FALCON Library: Fast Image Convolution in Neural Networks on Intel Architecture

We describe FALCON, an original open-source implementation of image convolution with a 3×3 filter based on Winograd’s minimal filtering algorithm. Compared to direct convolution, Winograd’s algorithm reduces the number of arithmetic operations at the cost of complicating the memory access pattern. This study is carried out in the context of image analysis in convolutional neural networks.

Our implementation combines C language code with BLAS function calls for general matrix-matrix multiplication. The code is optimized for Intel Xeon Phi processors x200 (formerly Knights Landing) with Intel Math Kernel Library (MKL) used for BLAS call to the SGEMM function.

To test the performance of FALCON in the context of machine learning, we benchmarked it for a set of image and filter sizes corresponding to the VGG Net architecture. In this test, FALCON achieves 10% greater overall performance than convolution from DNN primitives in Intel MKL. However, for some layers, FALCON is faster than MKL by 1.5x, but for other layers slower by as much as 4x.
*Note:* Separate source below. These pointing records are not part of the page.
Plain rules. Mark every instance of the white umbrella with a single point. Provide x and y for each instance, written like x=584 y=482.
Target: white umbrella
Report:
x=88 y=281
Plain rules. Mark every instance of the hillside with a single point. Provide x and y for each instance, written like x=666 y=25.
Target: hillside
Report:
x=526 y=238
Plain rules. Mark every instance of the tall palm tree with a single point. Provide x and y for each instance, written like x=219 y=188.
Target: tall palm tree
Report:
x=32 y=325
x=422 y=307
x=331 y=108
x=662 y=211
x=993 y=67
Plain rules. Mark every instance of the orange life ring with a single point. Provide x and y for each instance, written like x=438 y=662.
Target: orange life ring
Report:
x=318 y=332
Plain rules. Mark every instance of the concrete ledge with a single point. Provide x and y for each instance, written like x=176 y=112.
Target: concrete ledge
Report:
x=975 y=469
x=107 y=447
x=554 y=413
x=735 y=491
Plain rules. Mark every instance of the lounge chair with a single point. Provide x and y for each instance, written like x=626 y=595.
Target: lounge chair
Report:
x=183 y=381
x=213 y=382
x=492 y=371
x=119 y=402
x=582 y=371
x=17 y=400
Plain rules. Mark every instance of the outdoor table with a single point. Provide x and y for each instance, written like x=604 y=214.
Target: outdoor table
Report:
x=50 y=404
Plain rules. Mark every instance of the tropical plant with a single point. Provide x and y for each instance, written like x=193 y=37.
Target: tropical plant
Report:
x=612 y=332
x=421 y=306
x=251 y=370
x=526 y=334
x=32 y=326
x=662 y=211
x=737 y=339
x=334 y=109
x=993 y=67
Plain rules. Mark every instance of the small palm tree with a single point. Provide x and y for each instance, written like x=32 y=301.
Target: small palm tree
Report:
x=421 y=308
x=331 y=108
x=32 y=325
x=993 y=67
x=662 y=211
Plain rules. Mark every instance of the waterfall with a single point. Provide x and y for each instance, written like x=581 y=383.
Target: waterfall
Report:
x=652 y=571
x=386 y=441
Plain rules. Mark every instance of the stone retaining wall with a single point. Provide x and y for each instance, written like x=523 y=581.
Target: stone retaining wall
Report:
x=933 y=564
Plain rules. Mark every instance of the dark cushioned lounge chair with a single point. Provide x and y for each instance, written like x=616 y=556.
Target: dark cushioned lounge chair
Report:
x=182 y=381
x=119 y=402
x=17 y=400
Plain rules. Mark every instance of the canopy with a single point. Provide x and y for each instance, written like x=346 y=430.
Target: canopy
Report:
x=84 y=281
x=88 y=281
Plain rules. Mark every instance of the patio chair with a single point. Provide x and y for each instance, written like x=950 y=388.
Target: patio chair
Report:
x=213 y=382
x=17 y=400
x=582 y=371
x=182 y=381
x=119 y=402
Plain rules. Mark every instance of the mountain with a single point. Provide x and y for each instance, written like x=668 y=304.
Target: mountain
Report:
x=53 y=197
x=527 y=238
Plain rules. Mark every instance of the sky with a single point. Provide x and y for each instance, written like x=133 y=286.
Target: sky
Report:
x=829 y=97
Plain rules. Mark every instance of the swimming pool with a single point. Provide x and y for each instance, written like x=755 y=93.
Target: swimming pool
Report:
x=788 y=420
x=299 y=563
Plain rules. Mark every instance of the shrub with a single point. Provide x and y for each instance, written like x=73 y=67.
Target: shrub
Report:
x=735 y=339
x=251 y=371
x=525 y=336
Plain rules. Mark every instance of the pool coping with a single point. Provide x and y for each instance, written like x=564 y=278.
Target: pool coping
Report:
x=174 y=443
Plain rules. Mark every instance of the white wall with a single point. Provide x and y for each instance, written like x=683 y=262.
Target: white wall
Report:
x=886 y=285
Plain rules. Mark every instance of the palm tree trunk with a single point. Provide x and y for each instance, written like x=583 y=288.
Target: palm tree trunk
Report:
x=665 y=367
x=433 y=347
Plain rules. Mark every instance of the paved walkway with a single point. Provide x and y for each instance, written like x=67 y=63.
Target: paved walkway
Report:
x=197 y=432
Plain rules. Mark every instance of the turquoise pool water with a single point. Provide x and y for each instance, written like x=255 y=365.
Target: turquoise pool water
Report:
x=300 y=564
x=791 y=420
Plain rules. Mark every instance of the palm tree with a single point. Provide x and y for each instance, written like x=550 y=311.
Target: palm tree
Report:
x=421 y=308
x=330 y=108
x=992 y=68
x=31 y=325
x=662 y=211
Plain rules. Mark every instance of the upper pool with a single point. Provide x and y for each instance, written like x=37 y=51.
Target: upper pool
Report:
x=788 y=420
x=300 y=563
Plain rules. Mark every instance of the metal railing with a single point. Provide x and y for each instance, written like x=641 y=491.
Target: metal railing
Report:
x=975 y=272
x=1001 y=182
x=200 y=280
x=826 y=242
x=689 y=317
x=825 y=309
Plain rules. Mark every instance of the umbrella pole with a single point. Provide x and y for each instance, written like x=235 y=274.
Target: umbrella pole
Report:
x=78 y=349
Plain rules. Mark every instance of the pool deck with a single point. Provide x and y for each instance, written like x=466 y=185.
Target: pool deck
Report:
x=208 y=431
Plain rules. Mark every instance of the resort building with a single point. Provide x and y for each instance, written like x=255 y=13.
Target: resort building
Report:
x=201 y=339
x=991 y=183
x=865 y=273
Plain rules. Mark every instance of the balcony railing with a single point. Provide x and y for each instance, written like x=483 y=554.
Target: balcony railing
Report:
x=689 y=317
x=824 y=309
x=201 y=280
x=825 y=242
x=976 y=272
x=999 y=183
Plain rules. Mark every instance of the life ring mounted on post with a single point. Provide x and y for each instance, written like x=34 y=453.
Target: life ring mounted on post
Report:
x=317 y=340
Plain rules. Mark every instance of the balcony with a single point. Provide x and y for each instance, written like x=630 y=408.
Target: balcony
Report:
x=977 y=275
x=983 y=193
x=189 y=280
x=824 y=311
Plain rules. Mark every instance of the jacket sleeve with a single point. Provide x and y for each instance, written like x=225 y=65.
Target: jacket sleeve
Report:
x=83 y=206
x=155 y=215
This indicates a possibility of a hybrid implementation with fast and direct convolution for a 30% speedup. High-bandwidth memory (MCDRAM) in Intel Xeon Phi x200 product family is a significant factor in the efficiency of the fast convolution algorithm.
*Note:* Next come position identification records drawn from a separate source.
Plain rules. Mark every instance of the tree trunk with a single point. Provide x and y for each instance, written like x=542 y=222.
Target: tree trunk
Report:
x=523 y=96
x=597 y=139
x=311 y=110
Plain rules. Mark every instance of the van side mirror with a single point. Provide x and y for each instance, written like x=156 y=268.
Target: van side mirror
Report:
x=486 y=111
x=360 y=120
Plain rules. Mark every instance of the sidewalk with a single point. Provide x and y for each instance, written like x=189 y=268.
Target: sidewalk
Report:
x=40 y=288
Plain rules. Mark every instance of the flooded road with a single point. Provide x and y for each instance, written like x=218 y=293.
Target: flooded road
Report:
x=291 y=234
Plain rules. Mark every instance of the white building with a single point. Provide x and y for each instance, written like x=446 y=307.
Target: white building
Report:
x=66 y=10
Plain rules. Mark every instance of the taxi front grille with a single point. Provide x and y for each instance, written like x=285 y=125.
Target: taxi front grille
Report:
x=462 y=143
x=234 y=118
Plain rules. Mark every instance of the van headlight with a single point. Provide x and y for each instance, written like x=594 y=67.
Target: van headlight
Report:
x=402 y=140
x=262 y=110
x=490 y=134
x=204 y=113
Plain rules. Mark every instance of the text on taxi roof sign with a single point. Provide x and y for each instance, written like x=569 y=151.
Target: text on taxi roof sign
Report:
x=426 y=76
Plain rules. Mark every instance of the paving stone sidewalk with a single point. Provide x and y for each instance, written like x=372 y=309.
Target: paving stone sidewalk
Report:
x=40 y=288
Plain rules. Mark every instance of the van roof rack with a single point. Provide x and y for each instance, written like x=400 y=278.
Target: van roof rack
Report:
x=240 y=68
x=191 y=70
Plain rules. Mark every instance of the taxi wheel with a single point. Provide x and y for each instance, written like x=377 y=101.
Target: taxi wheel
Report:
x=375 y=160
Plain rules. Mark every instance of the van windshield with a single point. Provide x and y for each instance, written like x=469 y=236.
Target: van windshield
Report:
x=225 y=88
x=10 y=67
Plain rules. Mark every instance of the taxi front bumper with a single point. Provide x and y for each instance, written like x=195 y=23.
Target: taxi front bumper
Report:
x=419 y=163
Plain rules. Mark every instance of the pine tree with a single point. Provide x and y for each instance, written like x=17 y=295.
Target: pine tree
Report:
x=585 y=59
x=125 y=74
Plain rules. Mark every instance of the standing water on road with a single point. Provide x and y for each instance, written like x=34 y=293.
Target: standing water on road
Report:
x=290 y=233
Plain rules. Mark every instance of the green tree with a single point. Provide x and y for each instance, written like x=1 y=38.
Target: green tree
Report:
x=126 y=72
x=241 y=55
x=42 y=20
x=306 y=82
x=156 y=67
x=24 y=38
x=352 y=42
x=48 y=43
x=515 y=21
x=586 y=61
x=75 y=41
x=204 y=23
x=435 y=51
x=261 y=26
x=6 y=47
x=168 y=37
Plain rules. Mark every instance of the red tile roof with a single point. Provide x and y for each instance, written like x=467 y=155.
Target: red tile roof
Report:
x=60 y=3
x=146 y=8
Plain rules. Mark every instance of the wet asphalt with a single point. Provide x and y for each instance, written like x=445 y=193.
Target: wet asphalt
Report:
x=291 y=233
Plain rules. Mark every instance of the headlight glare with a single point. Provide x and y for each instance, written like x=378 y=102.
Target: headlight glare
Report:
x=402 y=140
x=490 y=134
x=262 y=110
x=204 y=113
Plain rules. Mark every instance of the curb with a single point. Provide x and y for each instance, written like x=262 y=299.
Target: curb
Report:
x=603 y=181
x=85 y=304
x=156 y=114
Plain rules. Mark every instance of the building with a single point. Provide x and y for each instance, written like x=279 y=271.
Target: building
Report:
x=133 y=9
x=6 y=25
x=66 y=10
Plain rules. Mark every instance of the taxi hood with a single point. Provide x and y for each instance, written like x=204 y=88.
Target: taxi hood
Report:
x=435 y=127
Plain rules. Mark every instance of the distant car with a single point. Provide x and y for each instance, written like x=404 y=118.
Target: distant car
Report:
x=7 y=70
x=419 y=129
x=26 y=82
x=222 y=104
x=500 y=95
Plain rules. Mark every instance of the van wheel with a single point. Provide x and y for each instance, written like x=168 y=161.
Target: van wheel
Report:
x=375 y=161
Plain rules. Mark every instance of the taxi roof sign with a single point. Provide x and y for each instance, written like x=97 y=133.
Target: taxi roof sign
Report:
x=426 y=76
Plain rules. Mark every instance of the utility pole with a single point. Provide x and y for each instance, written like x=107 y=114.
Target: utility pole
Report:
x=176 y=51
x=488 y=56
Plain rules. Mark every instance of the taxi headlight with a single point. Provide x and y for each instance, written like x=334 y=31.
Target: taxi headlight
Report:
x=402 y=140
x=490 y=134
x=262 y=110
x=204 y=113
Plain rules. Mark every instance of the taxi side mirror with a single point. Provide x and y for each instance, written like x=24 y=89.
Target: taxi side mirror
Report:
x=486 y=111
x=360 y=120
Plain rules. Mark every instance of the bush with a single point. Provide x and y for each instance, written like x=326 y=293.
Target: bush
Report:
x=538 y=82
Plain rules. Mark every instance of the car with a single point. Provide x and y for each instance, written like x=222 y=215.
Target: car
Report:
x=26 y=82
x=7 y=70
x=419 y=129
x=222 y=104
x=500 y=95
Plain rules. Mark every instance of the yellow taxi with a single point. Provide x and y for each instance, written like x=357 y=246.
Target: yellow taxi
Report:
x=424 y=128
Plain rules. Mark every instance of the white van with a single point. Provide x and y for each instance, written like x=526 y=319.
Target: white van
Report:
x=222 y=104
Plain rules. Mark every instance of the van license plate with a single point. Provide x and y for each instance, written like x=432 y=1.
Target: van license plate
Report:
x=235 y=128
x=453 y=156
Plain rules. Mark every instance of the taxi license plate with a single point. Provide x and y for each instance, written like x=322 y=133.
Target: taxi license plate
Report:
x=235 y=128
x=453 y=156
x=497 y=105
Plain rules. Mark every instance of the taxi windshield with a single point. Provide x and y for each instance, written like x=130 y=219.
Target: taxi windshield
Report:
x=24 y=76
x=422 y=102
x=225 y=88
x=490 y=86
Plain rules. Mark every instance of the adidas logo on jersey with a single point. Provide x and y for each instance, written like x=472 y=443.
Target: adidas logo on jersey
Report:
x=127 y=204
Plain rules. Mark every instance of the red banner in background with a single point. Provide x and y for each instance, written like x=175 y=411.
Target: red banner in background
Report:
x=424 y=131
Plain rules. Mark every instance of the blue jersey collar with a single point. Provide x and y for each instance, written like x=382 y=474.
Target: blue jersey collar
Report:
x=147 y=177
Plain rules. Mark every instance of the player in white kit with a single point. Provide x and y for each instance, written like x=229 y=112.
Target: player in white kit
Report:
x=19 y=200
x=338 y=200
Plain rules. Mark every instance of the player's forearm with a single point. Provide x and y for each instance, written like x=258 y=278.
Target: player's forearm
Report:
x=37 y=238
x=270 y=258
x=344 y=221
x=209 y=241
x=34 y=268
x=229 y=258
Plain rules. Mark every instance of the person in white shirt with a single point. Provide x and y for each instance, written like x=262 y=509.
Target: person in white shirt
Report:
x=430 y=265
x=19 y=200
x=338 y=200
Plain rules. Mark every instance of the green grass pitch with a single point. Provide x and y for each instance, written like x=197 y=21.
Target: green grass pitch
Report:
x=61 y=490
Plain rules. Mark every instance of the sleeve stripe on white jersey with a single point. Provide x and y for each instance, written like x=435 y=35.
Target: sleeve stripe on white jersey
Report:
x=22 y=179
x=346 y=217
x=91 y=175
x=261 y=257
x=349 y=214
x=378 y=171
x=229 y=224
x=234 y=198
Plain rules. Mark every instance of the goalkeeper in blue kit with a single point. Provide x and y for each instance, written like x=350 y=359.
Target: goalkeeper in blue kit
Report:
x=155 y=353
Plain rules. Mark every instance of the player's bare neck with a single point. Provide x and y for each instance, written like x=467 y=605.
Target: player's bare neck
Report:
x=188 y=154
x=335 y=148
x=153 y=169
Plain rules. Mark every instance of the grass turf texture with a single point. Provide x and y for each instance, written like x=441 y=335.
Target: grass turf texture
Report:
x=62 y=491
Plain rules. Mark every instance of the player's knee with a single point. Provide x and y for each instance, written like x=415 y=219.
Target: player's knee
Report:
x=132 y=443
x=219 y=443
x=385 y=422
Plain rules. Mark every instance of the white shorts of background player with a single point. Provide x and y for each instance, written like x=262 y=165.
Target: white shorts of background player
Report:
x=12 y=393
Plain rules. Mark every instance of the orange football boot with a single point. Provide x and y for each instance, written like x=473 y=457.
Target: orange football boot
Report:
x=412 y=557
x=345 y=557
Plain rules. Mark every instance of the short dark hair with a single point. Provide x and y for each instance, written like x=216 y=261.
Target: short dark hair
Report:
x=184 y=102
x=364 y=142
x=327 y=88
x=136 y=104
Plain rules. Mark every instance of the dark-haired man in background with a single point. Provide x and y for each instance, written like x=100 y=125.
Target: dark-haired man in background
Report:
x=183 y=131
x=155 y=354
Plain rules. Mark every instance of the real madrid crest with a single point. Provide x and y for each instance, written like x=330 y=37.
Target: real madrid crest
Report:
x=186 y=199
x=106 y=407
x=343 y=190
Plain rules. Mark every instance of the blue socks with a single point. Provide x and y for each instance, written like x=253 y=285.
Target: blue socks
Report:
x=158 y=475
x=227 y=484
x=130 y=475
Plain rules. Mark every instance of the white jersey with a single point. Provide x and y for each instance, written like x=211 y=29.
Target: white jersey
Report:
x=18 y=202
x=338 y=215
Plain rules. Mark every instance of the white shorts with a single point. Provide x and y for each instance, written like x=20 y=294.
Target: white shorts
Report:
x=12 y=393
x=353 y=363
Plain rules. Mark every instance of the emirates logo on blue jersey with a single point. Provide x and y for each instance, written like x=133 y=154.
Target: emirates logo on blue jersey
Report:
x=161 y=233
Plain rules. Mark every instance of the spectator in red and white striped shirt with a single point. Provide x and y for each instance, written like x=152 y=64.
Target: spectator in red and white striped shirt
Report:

Printable PDF:  Colfax-Winograd-Summary.pdf (295 KB) — this file is available only to registered users. Register or Log In.
Code: github.com/ColfaxResearch/FALCON

Table of Contents

Why are some sections grayed out? You are viewing an abridged version of this publication.
To view the full version and download a printable PDF, please register or log in.

falcon-front-horiz

Section 1. Convolution in Machine Learning

Applications of deep neural networks (DNNs) to machine learning are diverse and promptly emerging, reaching the fields of assistive technologies, commerce, fundamental sciences, medical imaging and security (see, e.g., this article). DNNs thrive with abundant data. As a consequence, training DNNs often requires expensive development time and powerful computing resources. Therefore, even small improvements in the efficiency of the fundamental building blocks of DNNs can benefit the field of machine learning.
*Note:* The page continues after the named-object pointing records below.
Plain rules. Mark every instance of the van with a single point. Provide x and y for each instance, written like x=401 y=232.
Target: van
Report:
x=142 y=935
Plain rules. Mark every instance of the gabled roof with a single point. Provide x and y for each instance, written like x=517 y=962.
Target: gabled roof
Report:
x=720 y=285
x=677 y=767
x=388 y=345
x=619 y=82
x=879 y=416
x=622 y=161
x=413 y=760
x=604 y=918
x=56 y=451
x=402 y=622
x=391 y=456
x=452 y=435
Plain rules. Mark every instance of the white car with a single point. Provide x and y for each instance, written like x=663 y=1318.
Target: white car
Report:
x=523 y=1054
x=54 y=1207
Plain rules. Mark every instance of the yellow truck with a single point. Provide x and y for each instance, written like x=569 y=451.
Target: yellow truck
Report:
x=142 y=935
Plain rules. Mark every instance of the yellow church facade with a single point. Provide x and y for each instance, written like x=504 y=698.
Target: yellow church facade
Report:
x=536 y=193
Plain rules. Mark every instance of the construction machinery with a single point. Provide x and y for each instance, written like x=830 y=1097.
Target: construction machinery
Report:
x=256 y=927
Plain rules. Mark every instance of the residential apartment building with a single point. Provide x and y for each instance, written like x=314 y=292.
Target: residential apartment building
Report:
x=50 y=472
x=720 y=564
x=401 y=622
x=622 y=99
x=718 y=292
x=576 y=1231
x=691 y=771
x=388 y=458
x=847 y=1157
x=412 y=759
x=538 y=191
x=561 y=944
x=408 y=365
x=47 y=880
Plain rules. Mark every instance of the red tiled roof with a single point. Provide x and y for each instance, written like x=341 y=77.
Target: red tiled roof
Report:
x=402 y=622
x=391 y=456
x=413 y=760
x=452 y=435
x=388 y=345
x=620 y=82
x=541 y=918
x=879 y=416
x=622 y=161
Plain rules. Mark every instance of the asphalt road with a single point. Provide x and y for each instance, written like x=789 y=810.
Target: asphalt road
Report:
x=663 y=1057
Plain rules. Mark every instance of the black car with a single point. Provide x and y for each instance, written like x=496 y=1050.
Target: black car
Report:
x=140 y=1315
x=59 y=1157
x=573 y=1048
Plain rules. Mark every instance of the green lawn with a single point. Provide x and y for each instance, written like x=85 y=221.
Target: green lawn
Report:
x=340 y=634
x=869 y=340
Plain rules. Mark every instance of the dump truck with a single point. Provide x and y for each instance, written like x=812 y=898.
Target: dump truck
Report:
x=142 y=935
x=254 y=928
In image analysis with DNNs, one building block has gained particular importance in recent years: the operation of convolution of images with a filter. This operation is used in convolutional DNNs (ConvNets), which rely on the mathematical operation of convolution for position-independent object identification in images (see this article).

Numerically, convolution may be performed directly. This method is expensive in terms of computational complexity. For an image of size H \times W and filter of size R \times S, direct convolution requires O(HWRS) operations. However, arithmetic operations in direct convolution can easily be collapsed to form the general matrix-matrix multiplication (GEMM) pattern (see this article). This simplifies the design of convolution functions because the complexity of memory and cache traffic management is delegated to the implementation of GEMM. Efficient GEMM code exists in Basic Linear Algebra Subroutine (BLAS) libraries for nearly every computer architecture. In the case of Intel architecture, Intel Math Kernel Library (MKL) has highly efficient implementation of GEMM and of direct convolution expressed with matrix-matrix multiplication.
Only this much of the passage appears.